Argentina había reconocido la relación entre agroquímicos y cáncer

Lo hizo en 2015, pero recién salió a la luz. La relación se basa en un estudio del Instituto Nacional del Cáncer, según revela una nota de Julián Pilatti, publicada en el sitio "Infocielo".

El uso de agroquímicos puede provocar cáncer en seres humanos. Así lo estableció ya en 2015 la Agencia Internacional de Investigación sobre el cáncer (IARC, por sus siglas en inglés) dependiente de la Organización Mundial de la Salud (OMS). Pero, tuvieron que pasar más de cuatro años para que el Estado argentino lo reconociera, en el marco de un sinfín de conflictos ambientales en su territorio, en gran parte producidos por las fumigaciones en los campos y los pueblos afectados. Para peor, un grupo de ambientalistas descubrió que la información fue ocultada.
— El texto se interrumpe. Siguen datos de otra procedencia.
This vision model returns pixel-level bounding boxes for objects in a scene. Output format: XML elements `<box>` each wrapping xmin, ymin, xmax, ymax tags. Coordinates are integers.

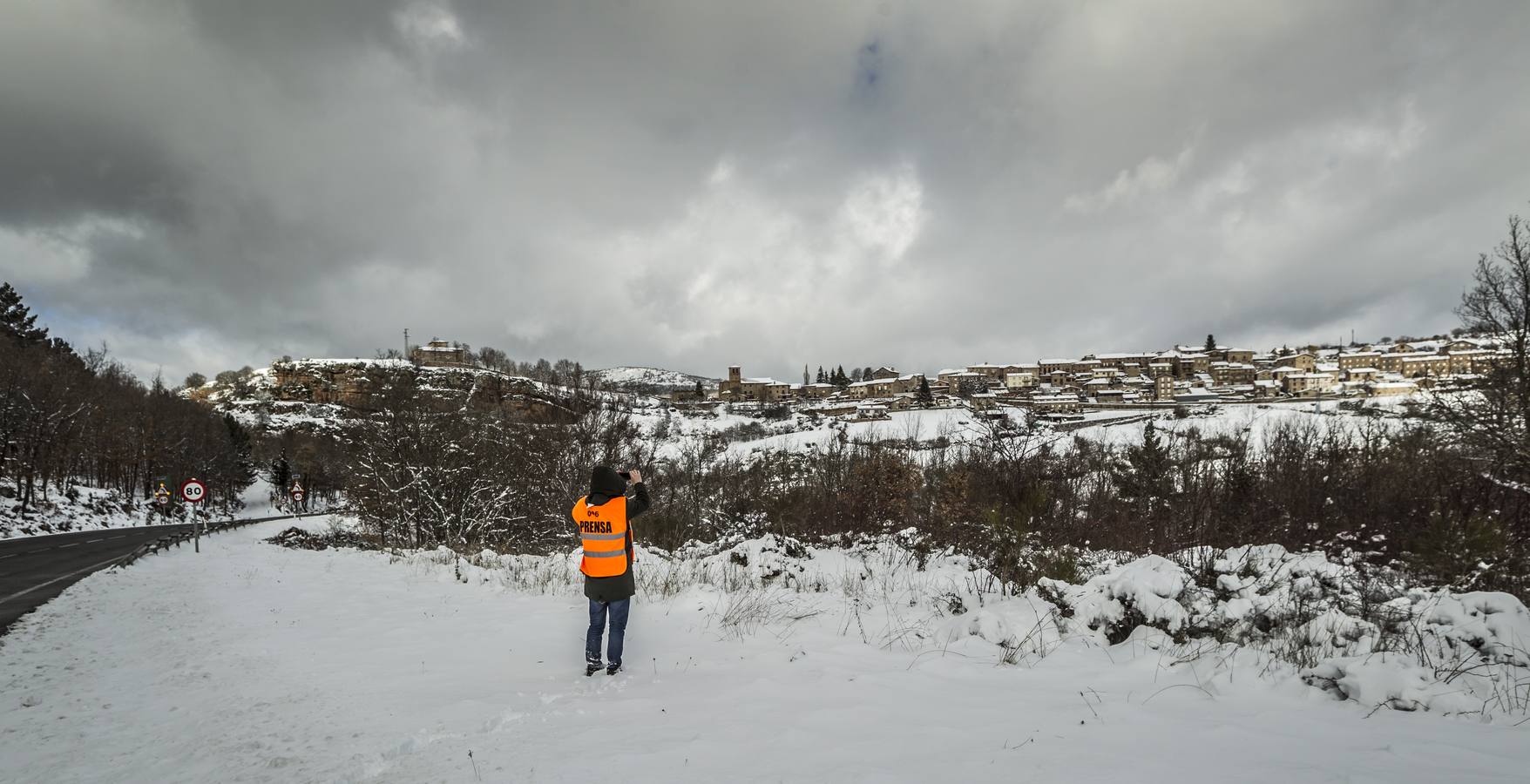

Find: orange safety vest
<box><xmin>574</xmin><ymin>495</ymin><xmax>627</xmax><ymax>578</ymax></box>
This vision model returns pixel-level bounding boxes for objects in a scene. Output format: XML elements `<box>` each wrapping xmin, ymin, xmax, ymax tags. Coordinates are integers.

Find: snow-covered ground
<box><xmin>589</xmin><ymin>367</ymin><xmax>718</xmax><ymax>389</ymax></box>
<box><xmin>0</xmin><ymin>523</ymin><xmax>1530</xmax><ymax>782</ymax></box>
<box><xmin>0</xmin><ymin>482</ymin><xmax>286</xmax><ymax>539</ymax></box>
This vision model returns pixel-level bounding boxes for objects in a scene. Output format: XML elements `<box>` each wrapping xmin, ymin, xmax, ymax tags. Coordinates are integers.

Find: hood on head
<box><xmin>589</xmin><ymin>466</ymin><xmax>627</xmax><ymax>498</ymax></box>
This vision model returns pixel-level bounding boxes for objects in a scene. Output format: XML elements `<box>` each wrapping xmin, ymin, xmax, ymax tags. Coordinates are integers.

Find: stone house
<box><xmin>410</xmin><ymin>341</ymin><xmax>468</xmax><ymax>367</ymax></box>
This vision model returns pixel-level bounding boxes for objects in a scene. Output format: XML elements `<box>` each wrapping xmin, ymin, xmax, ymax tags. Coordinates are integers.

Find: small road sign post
<box><xmin>154</xmin><ymin>478</ymin><xmax>170</xmax><ymax>512</ymax></box>
<box><xmin>180</xmin><ymin>478</ymin><xmax>206</xmax><ymax>553</ymax></box>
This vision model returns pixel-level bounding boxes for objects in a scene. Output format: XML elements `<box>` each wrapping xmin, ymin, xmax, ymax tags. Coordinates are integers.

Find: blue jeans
<box><xmin>585</xmin><ymin>599</ymin><xmax>632</xmax><ymax>665</ymax></box>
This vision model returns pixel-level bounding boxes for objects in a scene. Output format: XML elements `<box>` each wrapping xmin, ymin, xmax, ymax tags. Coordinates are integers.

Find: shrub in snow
<box><xmin>267</xmin><ymin>526</ymin><xmax>370</xmax><ymax>551</ymax></box>
<box><xmin>1302</xmin><ymin>654</ymin><xmax>1492</xmax><ymax>713</ymax></box>
<box><xmin>1040</xmin><ymin>555</ymin><xmax>1207</xmax><ymax>644</ymax></box>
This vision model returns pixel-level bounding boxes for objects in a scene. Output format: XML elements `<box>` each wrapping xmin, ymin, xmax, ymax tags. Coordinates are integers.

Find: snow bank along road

Sucede que también en 2015, el Instituto Nacional del Cáncer (INC) realizó una investigación para determinar la relación entre los distintos agroquímicos y la enfermedad. Las conclusiones nunca se publicaron y el acceso a la información pública se garantizó recién cuando el abogado ambientalista, Marcos Filardi, hizo un reclamo en 2019 a la por entonces Secretaría de Salud del gobierno de Mauricio Macri.

En síntesis, el informe que elaboró el Instituto Nacional del Cáncer –alentado por lo que antes había advertido el IARC-, sostiene que el uso de agroquímicos es “potencialmente cancerígeno” para el ser humano. El hecho que esto sea admitido por una dependencia del Estado, hizo que por primera vez en la historia exista un reconocimiento oficial de que hay relación directa entre los químicos utilizados para eliminar las plagas en las cosechas, y distintos tipos de cáncer. La noticia -además- se dio a conocer en el Día Mundial contra el cáncer.